Autant le dire tout de suite, les détails de l’intrigue ne sont pas le point fort du film, et ce pour une raison assez évidente. Kitty Films, bien qu’ayant produit des films comme Bleu Presque Transparent de Ryu Murakami ou La Rose de Versailles de Jacques Demy en 1979 et ayant battu tous les records avec Sailor Suit et Machine Gun en 82, est avant tout un studio lié à l’animation : en conséquence, le montage de 4h prévus par Somai Shinji a été réduit de moitié pour accommoder un double programme avec Urusei Yatsura: Only You, le premier long métrage de la série Lamu, qui se trouve être également le premier film de Oshii Mamoru. Mais, Somai décide de ne pas sacrifier les plans séquences qui font l’essence de son style mais plutôt des moments d’exposition, quitte à demander au spectateur d’accepter le caractère abrupte du déroulement de l’intrigue. Et pourtant celle-ci n’était déjà pas simple sans ces modifications : des kidnappings se superposent, se trompent de cible, des fusillades mêlent les enfants et les yakuza, la police essaie de participer à l’intrigue, les sauvetages se justifient par de mauvaises intentions. Parfois au sein d’une même scène, on passe du rire à l’inquiétude, du caractère incongru d’une situation à ses terribles conséquences concrètes, le tout interrompu par des panneaux qui redéfinissent l’intrigue de façon parfois faussement naïve.

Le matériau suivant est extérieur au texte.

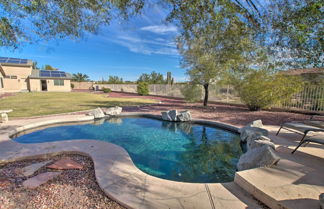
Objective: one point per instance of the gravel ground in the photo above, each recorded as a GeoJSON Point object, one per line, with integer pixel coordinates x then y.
{"type": "Point", "coordinates": [71, 189]}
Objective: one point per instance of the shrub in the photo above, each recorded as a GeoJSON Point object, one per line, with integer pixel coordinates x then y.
{"type": "Point", "coordinates": [261, 89]}
{"type": "Point", "coordinates": [142, 88]}
{"type": "Point", "coordinates": [106, 90]}
{"type": "Point", "coordinates": [191, 92]}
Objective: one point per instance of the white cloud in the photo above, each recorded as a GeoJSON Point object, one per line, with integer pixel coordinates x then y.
{"type": "Point", "coordinates": [160, 29]}
{"type": "Point", "coordinates": [144, 46]}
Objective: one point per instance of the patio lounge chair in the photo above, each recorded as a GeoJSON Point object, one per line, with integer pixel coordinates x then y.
{"type": "Point", "coordinates": [301, 127]}
{"type": "Point", "coordinates": [319, 139]}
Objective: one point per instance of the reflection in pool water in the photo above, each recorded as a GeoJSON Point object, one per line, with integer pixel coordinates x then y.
{"type": "Point", "coordinates": [175, 151]}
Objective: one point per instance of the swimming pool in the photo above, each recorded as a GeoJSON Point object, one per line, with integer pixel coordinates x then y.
{"type": "Point", "coordinates": [170, 150]}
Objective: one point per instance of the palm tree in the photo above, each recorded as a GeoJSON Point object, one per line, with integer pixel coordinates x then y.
{"type": "Point", "coordinates": [79, 77]}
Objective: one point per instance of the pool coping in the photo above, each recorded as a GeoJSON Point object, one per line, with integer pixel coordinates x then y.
{"type": "Point", "coordinates": [116, 173]}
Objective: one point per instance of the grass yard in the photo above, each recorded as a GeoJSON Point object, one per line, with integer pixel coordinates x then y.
{"type": "Point", "coordinates": [45, 103]}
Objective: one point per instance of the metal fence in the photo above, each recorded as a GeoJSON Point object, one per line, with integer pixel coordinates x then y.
{"type": "Point", "coordinates": [311, 98]}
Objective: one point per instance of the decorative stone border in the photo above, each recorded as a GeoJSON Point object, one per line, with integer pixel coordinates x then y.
{"type": "Point", "coordinates": [117, 175]}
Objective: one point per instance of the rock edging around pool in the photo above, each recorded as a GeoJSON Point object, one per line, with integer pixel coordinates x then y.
{"type": "Point", "coordinates": [119, 178]}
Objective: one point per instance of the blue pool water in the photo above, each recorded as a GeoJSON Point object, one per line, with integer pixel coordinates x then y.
{"type": "Point", "coordinates": [175, 151]}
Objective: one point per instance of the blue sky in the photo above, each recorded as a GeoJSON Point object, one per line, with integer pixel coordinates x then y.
{"type": "Point", "coordinates": [127, 49]}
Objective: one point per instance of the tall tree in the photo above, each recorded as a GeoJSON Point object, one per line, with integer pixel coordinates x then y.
{"type": "Point", "coordinates": [215, 42]}
{"type": "Point", "coordinates": [79, 77]}
{"type": "Point", "coordinates": [295, 28]}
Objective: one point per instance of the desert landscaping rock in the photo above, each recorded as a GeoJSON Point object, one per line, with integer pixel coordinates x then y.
{"type": "Point", "coordinates": [71, 189]}
{"type": "Point", "coordinates": [4, 182]}
{"type": "Point", "coordinates": [173, 115]}
{"type": "Point", "coordinates": [31, 169]}
{"type": "Point", "coordinates": [263, 156]}
{"type": "Point", "coordinates": [64, 164]}
{"type": "Point", "coordinates": [40, 179]}
{"type": "Point", "coordinates": [321, 198]}
{"type": "Point", "coordinates": [113, 110]}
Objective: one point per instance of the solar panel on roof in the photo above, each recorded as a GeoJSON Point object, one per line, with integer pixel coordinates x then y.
{"type": "Point", "coordinates": [13, 60]}
{"type": "Point", "coordinates": [44, 73]}
{"type": "Point", "coordinates": [55, 74]}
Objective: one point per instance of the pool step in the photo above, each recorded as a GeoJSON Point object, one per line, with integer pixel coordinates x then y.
{"type": "Point", "coordinates": [288, 185]}
{"type": "Point", "coordinates": [242, 195]}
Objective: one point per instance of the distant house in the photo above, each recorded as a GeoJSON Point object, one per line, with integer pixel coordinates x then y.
{"type": "Point", "coordinates": [18, 75]}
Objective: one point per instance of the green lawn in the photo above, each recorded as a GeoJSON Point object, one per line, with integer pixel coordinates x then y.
{"type": "Point", "coordinates": [35, 104]}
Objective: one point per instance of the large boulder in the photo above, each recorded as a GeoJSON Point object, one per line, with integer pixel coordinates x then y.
{"type": "Point", "coordinates": [255, 124]}
{"type": "Point", "coordinates": [262, 156]}
{"type": "Point", "coordinates": [252, 133]}
{"type": "Point", "coordinates": [97, 113]}
{"type": "Point", "coordinates": [113, 110]}
{"type": "Point", "coordinates": [260, 142]}
{"type": "Point", "coordinates": [173, 115]}
{"type": "Point", "coordinates": [184, 116]}
{"type": "Point", "coordinates": [166, 116]}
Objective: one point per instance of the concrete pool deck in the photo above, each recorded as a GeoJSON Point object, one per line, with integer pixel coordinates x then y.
{"type": "Point", "coordinates": [295, 183]}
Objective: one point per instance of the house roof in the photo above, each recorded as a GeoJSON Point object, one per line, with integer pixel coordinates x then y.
{"type": "Point", "coordinates": [15, 61]}
{"type": "Point", "coordinates": [304, 71]}
{"type": "Point", "coordinates": [52, 74]}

Les personnages sont réussis, les trois jeunes acteurs sont très convaincants, notamment Nagase Masatoshi dans son premier rôle, vu depuis dans des films aussi différents que Electric Dragon 80 000 V ou Suicide Club. Kawai Michiko, revue depuis comme chanteuse, star de la télévision et actrice dans l’adaptation de Maison Ikkoku (Juliette, je t’aime! en français), est aussi très surprenante dans le rôle androgyne d’un personnage dont l’expression de genre est masculine (le prénom Bruce, le pronom « boku« , les vêtements) mais qui connaît les troubles de la puberté d’un corps féminin. Fuji Tatsuya, quant à lui, est très à son aise en yakuza has-been, en proie à ses addictions et à des crises de violence mais peu à peu attendri par les trois adolescents. Dans l’ensemble, tous les rôles, même ceux qu’on voit peu, sont incarnés de façon crédible et marquante. Le personnage de l’enseignante est en particulier très réussi, de le scène comique où les héros perturbent une réunion en poussant des cris bestiaux pour la recruter à ses dernières scènes, où, dévastée par la drogue et ses mésaventures, elle devient une sorte d’épave tragique.

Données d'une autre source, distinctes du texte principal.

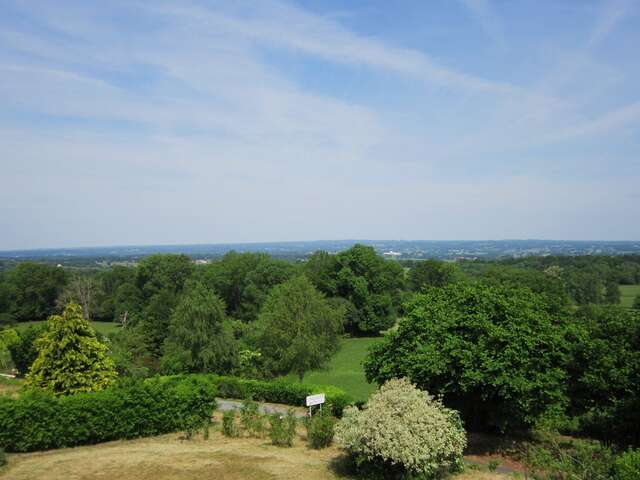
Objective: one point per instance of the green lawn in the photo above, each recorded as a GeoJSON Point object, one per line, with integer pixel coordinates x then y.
{"type": "Point", "coordinates": [345, 369]}
{"type": "Point", "coordinates": [102, 327]}
{"type": "Point", "coordinates": [629, 293]}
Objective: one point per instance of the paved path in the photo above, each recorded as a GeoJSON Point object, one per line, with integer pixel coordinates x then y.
{"type": "Point", "coordinates": [269, 408]}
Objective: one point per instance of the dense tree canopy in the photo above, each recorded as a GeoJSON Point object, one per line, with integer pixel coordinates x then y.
{"type": "Point", "coordinates": [298, 329]}
{"type": "Point", "coordinates": [365, 279]}
{"type": "Point", "coordinates": [160, 272]}
{"type": "Point", "coordinates": [243, 280]}
{"type": "Point", "coordinates": [199, 338]}
{"type": "Point", "coordinates": [35, 288]}
{"type": "Point", "coordinates": [70, 357]}
{"type": "Point", "coordinates": [431, 273]}
{"type": "Point", "coordinates": [23, 350]}
{"type": "Point", "coordinates": [495, 353]}
{"type": "Point", "coordinates": [604, 371]}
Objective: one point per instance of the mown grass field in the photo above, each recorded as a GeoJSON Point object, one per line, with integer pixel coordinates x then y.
{"type": "Point", "coordinates": [345, 369]}
{"type": "Point", "coordinates": [102, 327]}
{"type": "Point", "coordinates": [628, 294]}
{"type": "Point", "coordinates": [170, 457]}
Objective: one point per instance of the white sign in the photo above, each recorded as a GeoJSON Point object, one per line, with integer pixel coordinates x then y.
{"type": "Point", "coordinates": [315, 399]}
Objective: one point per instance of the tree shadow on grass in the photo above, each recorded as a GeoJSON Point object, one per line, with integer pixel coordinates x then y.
{"type": "Point", "coordinates": [343, 466]}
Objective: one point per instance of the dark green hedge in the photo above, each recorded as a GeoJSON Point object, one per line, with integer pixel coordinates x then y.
{"type": "Point", "coordinates": [277, 391]}
{"type": "Point", "coordinates": [38, 421]}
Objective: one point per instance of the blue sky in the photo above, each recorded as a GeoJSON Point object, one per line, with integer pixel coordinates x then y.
{"type": "Point", "coordinates": [127, 122]}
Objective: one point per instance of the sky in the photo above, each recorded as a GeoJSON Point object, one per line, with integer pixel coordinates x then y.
{"type": "Point", "coordinates": [154, 122]}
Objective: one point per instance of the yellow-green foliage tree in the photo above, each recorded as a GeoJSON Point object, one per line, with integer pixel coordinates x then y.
{"type": "Point", "coordinates": [70, 357]}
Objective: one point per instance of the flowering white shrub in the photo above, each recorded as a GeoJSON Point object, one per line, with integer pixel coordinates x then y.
{"type": "Point", "coordinates": [403, 431]}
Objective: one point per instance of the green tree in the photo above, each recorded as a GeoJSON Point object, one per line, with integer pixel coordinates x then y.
{"type": "Point", "coordinates": [495, 353]}
{"type": "Point", "coordinates": [36, 287]}
{"type": "Point", "coordinates": [156, 318]}
{"type": "Point", "coordinates": [359, 275]}
{"type": "Point", "coordinates": [70, 357]}
{"type": "Point", "coordinates": [159, 272]}
{"type": "Point", "coordinates": [611, 292]}
{"type": "Point", "coordinates": [298, 329]}
{"type": "Point", "coordinates": [82, 290]}
{"type": "Point", "coordinates": [431, 273]}
{"type": "Point", "coordinates": [200, 339]}
{"type": "Point", "coordinates": [243, 280]}
{"type": "Point", "coordinates": [23, 350]}
{"type": "Point", "coordinates": [604, 371]}
{"type": "Point", "coordinates": [585, 287]}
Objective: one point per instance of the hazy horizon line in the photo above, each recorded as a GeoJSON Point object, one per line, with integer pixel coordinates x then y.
{"type": "Point", "coordinates": [274, 242]}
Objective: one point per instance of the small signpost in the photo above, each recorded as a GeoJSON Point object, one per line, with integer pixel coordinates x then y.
{"type": "Point", "coordinates": [317, 399]}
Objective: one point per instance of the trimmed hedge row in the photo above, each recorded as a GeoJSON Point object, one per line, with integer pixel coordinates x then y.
{"type": "Point", "coordinates": [276, 391]}
{"type": "Point", "coordinates": [39, 421]}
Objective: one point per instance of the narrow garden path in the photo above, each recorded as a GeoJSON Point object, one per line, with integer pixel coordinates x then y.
{"type": "Point", "coordinates": [225, 404]}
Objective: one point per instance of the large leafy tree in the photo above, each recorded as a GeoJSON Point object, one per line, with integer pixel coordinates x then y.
{"type": "Point", "coordinates": [23, 350]}
{"type": "Point", "coordinates": [495, 353]}
{"type": "Point", "coordinates": [370, 283]}
{"type": "Point", "coordinates": [200, 339]}
{"type": "Point", "coordinates": [70, 357]}
{"type": "Point", "coordinates": [36, 287]}
{"type": "Point", "coordinates": [243, 280]}
{"type": "Point", "coordinates": [604, 371]}
{"type": "Point", "coordinates": [298, 329]}
{"type": "Point", "coordinates": [431, 273]}
{"type": "Point", "coordinates": [163, 272]}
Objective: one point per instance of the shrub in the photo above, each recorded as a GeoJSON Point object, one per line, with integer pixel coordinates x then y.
{"type": "Point", "coordinates": [38, 420]}
{"type": "Point", "coordinates": [283, 428]}
{"type": "Point", "coordinates": [553, 458]}
{"type": "Point", "coordinates": [252, 420]}
{"type": "Point", "coordinates": [403, 432]}
{"type": "Point", "coordinates": [320, 430]}
{"type": "Point", "coordinates": [628, 465]}
{"type": "Point", "coordinates": [229, 427]}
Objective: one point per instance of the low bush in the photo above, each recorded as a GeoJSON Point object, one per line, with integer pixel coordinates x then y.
{"type": "Point", "coordinates": [252, 420]}
{"type": "Point", "coordinates": [402, 433]}
{"type": "Point", "coordinates": [283, 428]}
{"type": "Point", "coordinates": [551, 457]}
{"type": "Point", "coordinates": [628, 465]}
{"type": "Point", "coordinates": [229, 427]}
{"type": "Point", "coordinates": [320, 430]}
{"type": "Point", "coordinates": [39, 421]}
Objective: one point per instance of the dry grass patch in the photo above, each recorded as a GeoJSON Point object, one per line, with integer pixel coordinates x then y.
{"type": "Point", "coordinates": [170, 457]}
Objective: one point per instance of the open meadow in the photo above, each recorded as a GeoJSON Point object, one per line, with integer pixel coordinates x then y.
{"type": "Point", "coordinates": [345, 370]}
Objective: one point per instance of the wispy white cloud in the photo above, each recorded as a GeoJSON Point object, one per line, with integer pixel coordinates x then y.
{"type": "Point", "coordinates": [613, 12]}
{"type": "Point", "coordinates": [484, 13]}
{"type": "Point", "coordinates": [183, 118]}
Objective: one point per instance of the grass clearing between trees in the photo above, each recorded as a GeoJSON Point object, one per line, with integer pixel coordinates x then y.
{"type": "Point", "coordinates": [104, 328]}
{"type": "Point", "coordinates": [628, 294]}
{"type": "Point", "coordinates": [171, 457]}
{"type": "Point", "coordinates": [345, 369]}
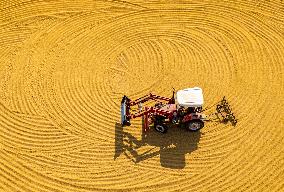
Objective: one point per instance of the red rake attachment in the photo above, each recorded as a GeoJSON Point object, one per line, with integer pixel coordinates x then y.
{"type": "Point", "coordinates": [223, 109]}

L’autre grande force du film est dans ses plans séquences et on comprend pourquoi le réalisateur a refusé de les sacrifier. En effet, dès le début du film, un même plan permet de présenter les yakuza, les harceleurs, les protagonistes et de lancer l’action chaotique qui mène au point de départ de l’intrigue. A un autre moment, une cours poursuite joue à intégrer huit personnages dans un même plan, avec des accidents burlesques au milieu de la tension d’une fusillade sur les rondins de bois. A tout moment, le cadre sait aller chercher les personnages pour relancer la dynamique, dans une chorégraphie nécessairement implacable mais qui paraît paradoxalement complétement naturelle. Souvent drôle, le film reste toujours tendre dans son regard sur ses personnages même quand il les soumet à des situations terribles. Le parti pris de l’œuvre est de présenter le récit policier comme les vacances de ces enfants à Yokohama, et la musique souligne la dimension ludique de l’aventure. On remarque d’ailleurs la nullité globale des adultes dans ce monde violent aux règles absurdes, où finalement il ne reste que les enfants quand le générique commence.

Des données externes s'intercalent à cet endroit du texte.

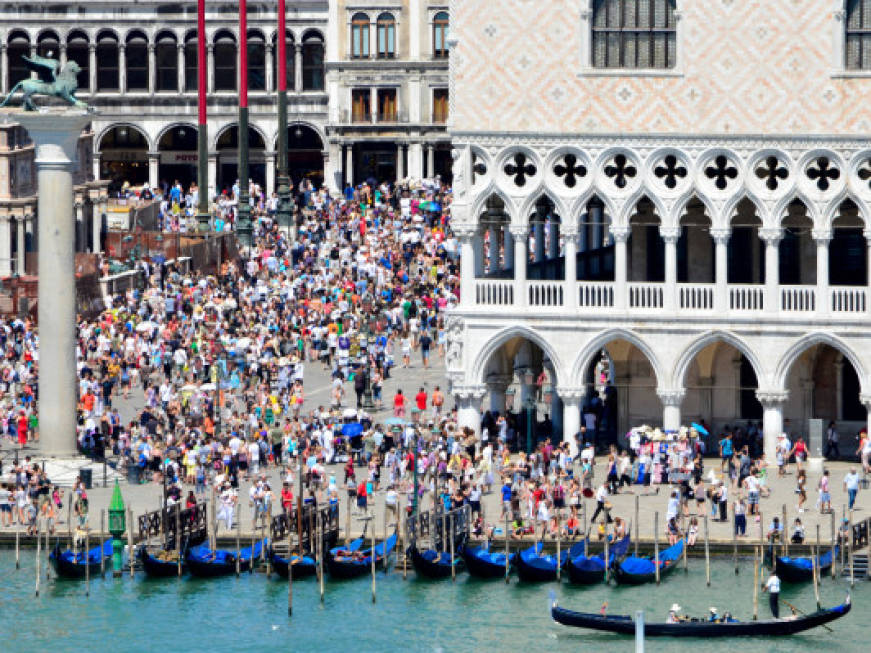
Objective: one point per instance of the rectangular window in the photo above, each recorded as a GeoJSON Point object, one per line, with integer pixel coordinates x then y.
{"type": "Point", "coordinates": [360, 105]}
{"type": "Point", "coordinates": [387, 105]}
{"type": "Point", "coordinates": [440, 105]}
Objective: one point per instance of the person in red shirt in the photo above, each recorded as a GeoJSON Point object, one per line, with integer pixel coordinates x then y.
{"type": "Point", "coordinates": [420, 400]}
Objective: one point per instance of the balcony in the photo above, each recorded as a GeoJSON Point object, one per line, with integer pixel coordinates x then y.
{"type": "Point", "coordinates": [679, 300]}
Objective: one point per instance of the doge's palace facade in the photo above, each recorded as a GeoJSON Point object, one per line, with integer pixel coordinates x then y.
{"type": "Point", "coordinates": [672, 191]}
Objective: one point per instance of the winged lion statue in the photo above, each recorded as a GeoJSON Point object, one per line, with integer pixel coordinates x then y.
{"type": "Point", "coordinates": [63, 86]}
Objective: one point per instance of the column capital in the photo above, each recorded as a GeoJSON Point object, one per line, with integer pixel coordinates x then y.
{"type": "Point", "coordinates": [671, 396]}
{"type": "Point", "coordinates": [822, 236]}
{"type": "Point", "coordinates": [721, 236]}
{"type": "Point", "coordinates": [772, 398]}
{"type": "Point", "coordinates": [619, 234]}
{"type": "Point", "coordinates": [571, 395]}
{"type": "Point", "coordinates": [771, 236]}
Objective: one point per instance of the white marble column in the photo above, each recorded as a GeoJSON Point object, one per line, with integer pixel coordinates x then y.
{"type": "Point", "coordinates": [772, 420]}
{"type": "Point", "coordinates": [20, 247]}
{"type": "Point", "coordinates": [92, 67]}
{"type": "Point", "coordinates": [571, 416]}
{"type": "Point", "coordinates": [772, 268]}
{"type": "Point", "coordinates": [270, 74]}
{"type": "Point", "coordinates": [5, 246]}
{"type": "Point", "coordinates": [822, 240]}
{"type": "Point", "coordinates": [671, 401]}
{"type": "Point", "coordinates": [620, 236]}
{"type": "Point", "coordinates": [721, 270]}
{"type": "Point", "coordinates": [152, 68]}
{"type": "Point", "coordinates": [180, 71]}
{"type": "Point", "coordinates": [297, 69]}
{"type": "Point", "coordinates": [669, 299]}
{"type": "Point", "coordinates": [56, 135]}
{"type": "Point", "coordinates": [122, 68]}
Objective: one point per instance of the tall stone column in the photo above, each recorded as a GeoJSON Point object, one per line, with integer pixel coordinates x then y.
{"type": "Point", "coordinates": [721, 270]}
{"type": "Point", "coordinates": [56, 135]}
{"type": "Point", "coordinates": [670, 236]}
{"type": "Point", "coordinates": [772, 268]}
{"type": "Point", "coordinates": [671, 401]}
{"type": "Point", "coordinates": [20, 247]}
{"type": "Point", "coordinates": [571, 398]}
{"type": "Point", "coordinates": [772, 420]}
{"type": "Point", "coordinates": [620, 236]}
{"type": "Point", "coordinates": [822, 240]}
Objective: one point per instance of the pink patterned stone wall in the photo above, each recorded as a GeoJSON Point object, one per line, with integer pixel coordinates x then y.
{"type": "Point", "coordinates": [764, 67]}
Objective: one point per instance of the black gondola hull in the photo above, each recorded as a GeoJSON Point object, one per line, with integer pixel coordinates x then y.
{"type": "Point", "coordinates": [774, 627]}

En se jouant des clichés du film de yakuza et en construisant un trio attachant, le film se détache de son cahier des charges et permet de déjà commencer à apprécier ce qui fera la force de la suite de la carrière de Somai, dans la finesse de la représentation de se personnages et son art de la mise en scène en plan séquence. C’est un film destiné à la jeunesse, parfois étrange, parfois trop rapide, mais toujours attachant et parfois très impressionnant. Après le succès de son deuxième film, le réalisateur confirmait qu’il était un des réalisateurs sur lesquels il faudrait compter et, plus de 40 ans plus tard, son film est encore un plaisir à regarder.

Florent Dichy

P.P.Rider de Shinji Somai. Japon. 1983. Projeté au Black Movie 2025.